I think that’s also kind of perfect for what you want to do, though.
Dan: Kind of, yeah. I don’t want to be…I have a lot of problems with Kensington Market. I don’t want to become a Kensington Market person. I’m scared of Kensington Market people in a way [laughs], even though I definitely like aspects of the vibe here…I feel like this space isn’t a continuation of whatever the narrative is around here. But it is kind of in a way, just because it’s somewhat ramshackle and unofficial…
Yeah, I mean, if you’re gonna try and operate a little school and make a bunch of relational meals…
Dan: [laughs]
Steve: …then that’s Kensington?
Yeah, it’s better to do it above a bakery and next to a punk house and across from this sports bar rather than go into an antiseptic room inside the Tate.
Dan: Sure, yeah. But I think you also have to be cautious of your own self-regard. You can’t pretend that you’re some kind of frontiersman. Like, that’s how Mercer Union thinks of itself. “We’re so fucking brave. We’re crossing all these barriers moving to fucking Bloor and Lansdowne.” It’s kind of embarrassing.
I’ve been to events there since they moved, but I don’t really know who runs Mercer Union or is on the board. I think I just read a couple of articles about them moving. Is that how they’ve portrayed it?

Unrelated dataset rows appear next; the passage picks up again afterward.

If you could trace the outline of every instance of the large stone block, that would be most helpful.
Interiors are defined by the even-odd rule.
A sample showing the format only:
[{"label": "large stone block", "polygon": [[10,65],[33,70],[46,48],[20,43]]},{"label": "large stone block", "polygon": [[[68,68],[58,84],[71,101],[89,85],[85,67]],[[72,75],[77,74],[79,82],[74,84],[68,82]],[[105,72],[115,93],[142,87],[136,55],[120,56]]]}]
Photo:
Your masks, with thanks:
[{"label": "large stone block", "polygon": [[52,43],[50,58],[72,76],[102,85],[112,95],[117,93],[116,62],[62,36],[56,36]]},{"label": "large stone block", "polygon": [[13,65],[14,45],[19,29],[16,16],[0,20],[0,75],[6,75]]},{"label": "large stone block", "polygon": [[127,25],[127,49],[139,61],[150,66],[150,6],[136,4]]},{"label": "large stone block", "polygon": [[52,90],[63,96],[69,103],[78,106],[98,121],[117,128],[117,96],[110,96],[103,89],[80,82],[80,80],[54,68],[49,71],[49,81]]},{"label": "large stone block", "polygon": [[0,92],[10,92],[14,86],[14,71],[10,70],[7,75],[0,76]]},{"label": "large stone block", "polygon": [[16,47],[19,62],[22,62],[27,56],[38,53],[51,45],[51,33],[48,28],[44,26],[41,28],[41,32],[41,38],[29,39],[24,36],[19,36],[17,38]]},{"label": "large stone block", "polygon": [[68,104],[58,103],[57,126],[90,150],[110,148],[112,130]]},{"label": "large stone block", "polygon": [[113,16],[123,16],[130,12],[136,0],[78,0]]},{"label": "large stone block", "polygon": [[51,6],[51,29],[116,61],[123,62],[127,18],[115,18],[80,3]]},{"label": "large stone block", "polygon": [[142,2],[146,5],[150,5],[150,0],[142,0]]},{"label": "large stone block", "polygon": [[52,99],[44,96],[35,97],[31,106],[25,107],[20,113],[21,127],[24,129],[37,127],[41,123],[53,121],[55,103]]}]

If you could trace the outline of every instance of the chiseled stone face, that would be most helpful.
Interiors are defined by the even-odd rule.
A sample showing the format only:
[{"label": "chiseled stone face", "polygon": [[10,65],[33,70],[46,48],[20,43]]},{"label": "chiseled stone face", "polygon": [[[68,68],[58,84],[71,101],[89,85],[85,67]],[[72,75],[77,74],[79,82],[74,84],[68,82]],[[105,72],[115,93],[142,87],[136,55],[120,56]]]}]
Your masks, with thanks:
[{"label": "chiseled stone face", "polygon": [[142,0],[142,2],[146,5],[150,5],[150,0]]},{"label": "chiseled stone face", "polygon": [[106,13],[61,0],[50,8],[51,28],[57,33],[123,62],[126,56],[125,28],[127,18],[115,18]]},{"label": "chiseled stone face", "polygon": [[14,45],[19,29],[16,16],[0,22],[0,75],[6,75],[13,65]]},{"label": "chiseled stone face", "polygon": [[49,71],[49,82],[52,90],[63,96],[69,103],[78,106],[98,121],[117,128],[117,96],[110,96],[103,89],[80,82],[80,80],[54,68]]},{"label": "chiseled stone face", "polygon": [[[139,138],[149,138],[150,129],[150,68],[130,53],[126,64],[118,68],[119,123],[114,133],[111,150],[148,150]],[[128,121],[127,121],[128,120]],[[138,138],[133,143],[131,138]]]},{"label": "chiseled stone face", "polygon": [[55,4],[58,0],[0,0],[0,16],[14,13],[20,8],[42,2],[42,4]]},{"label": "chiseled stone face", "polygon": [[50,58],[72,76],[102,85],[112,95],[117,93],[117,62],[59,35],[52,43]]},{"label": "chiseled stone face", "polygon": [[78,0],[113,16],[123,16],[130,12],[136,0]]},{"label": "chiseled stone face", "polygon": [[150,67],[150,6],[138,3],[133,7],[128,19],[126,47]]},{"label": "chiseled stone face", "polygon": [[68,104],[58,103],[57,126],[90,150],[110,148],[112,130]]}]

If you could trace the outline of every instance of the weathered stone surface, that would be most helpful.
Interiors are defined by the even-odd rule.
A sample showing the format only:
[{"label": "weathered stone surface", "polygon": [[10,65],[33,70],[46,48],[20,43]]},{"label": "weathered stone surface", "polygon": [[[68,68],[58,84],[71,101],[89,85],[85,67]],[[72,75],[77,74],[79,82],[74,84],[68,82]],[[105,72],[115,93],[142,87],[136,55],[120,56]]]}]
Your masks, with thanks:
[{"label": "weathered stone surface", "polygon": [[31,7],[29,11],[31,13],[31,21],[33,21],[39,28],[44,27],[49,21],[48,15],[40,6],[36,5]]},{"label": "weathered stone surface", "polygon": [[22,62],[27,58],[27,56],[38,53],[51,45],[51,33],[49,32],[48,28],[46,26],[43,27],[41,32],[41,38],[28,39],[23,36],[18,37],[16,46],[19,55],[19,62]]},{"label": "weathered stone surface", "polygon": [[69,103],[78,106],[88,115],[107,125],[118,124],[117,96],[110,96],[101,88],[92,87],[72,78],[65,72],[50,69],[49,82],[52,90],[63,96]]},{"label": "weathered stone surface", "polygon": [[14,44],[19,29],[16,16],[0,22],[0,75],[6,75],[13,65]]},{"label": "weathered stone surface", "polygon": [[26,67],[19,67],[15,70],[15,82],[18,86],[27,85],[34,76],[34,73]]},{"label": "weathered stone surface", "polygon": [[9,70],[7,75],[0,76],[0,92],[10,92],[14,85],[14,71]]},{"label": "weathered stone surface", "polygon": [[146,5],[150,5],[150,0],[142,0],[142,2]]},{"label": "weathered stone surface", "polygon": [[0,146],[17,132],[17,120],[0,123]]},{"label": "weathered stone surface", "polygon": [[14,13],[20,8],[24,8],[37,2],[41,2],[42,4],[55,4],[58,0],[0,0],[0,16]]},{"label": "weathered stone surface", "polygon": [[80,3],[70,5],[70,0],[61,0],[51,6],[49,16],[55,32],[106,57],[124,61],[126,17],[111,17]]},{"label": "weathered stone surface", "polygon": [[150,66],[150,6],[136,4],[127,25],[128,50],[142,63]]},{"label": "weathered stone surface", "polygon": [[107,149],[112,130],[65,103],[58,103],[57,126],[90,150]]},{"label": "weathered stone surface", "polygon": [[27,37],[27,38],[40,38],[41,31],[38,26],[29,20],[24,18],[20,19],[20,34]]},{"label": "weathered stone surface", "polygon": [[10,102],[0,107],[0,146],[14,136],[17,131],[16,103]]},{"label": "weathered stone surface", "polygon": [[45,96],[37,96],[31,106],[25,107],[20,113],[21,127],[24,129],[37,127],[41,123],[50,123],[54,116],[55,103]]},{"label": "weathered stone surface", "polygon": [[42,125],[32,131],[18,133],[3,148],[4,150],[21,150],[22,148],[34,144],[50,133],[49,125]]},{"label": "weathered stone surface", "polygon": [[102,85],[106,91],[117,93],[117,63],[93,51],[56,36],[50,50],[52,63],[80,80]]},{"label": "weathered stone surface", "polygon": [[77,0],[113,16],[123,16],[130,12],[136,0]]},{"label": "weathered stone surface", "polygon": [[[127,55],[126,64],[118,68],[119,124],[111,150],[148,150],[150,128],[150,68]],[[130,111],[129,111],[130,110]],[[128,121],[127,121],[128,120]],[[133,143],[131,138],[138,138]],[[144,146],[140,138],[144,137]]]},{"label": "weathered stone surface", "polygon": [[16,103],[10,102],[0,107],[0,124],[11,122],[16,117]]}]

Dan: I don’t know if that’s the way they portray themselves publicly, but…that’s in their propaganda or whatever that they submit to the granting bodies they get money from. This border-crossing frontiersman gallery mentality.
The untamed wilds of Bloor and Lansdowne…
Dan: I don’t mind Mercer Union. I don’t even know if they genuinely believe that about themselves, maybe they’re just bullshitting in order to get money…
Steve: Maybe they’re just being smart about it. Maybe it’s like “this will sound good on a grant.”
Dan: Yeah, that’s true.
[And then we went to check out Jon’s new rug]
I like this!
Good article!!!
That stuff about MU is total bullshit though, sorry dan!
How so, Xenia? I’ve heard this very thing from a reliable source. I’m not saying that they believe it. Perhaps it’s just spin. Maybe they wanted to find a way to contextualize their move from Lisgar St. in terms other than just “Queen West became too expensive”. I can’t say I really know. I’m just fairly certain of the way it was termed to certain parties, is all.
Im on the board, pretty sure we decided not to cater to the neighbourhood thing for these exact reasons/possible rumors, also MU has been recieving operating grants for years so there arent new ones being written in reation to the circumstance, we’re simpy not eligeble for them, thats also how. Whoever’s saying those things is sensationalizing in the most obvious way, pretty typical for tranna.